January 5, 2017 AudienceScience

AudienceScience says it gave $1.20 in every $10m of media spend to ‘methbot’

[This article originally appeared in The Drum on January 5, 2017]

Audience Science has released the data from an audit that shows it was minimally impacted by the large-scale ad fraud dubbed ‘methbot’.

The ad tech business says it carried out tests after learning of the threat, with just $1.20 in every $10m spent being served to IP addresses operated by ‘methbot’.

The industry and public were alerted to the issue at the end of last year after cyber security firm White Ops released a report that claimed that millions in ad spend had potentially been fraudulently taken by a Russian hacker group, dubbed Ad Fraud Komanda or “AFK13”.

The hackers used tech, referred to as ‘methbot’, which tried to trick algorithms within exchanges to bid on fake IP addresses that looked similar to mainstream publishers and platforms. The report is now with Federal Law Enforcement in the US and was handed over to the industry via the Trustworthy Action Group (TAG), which assembled its members for a briefing on the findings on Tuesday (December 20).

This meeting was when AudienceScience found out about the issue, which triggered the research into its own practices. The company said its data showed a ‘good amount’ of affected ad requests but that its anti-ad fraud measures meant that it didn’t buy them on behalf of clients.

Michael Greene, VP of product strategy at AudienceScience, said established players would have measures in place but that the scale wasn’t to be underestimated as longtail players would not.

“The programmatic ecosystem is large and we can say we are confident that our system is good. Speaking to larger exchange partners, others have come out publicly saying exposure is minimal, but that is a small number of highly scaled, well established companies that depend on providing trust to advertisers and publishers.
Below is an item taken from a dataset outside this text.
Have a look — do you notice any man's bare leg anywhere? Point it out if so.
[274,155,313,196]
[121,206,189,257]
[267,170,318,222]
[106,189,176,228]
It’s a big ecosystem and there are thousands of companies that have minimal relationships with clients direct, as they are a middle man. There are many cases in which they don’t have incentives to ward-off fraud or, if they do, they haven’t invested as much as we have. I certainly don’t know who it is but the data we found certainly says the numbers [in the report] make sense and given scope of ecosystem, longtail players have not invested as much,” he said.

The ‘methbot’ fraud primarily targeted the US, which Greene says is because of the scale of spend within the market but that other markets would become targets as spend increases.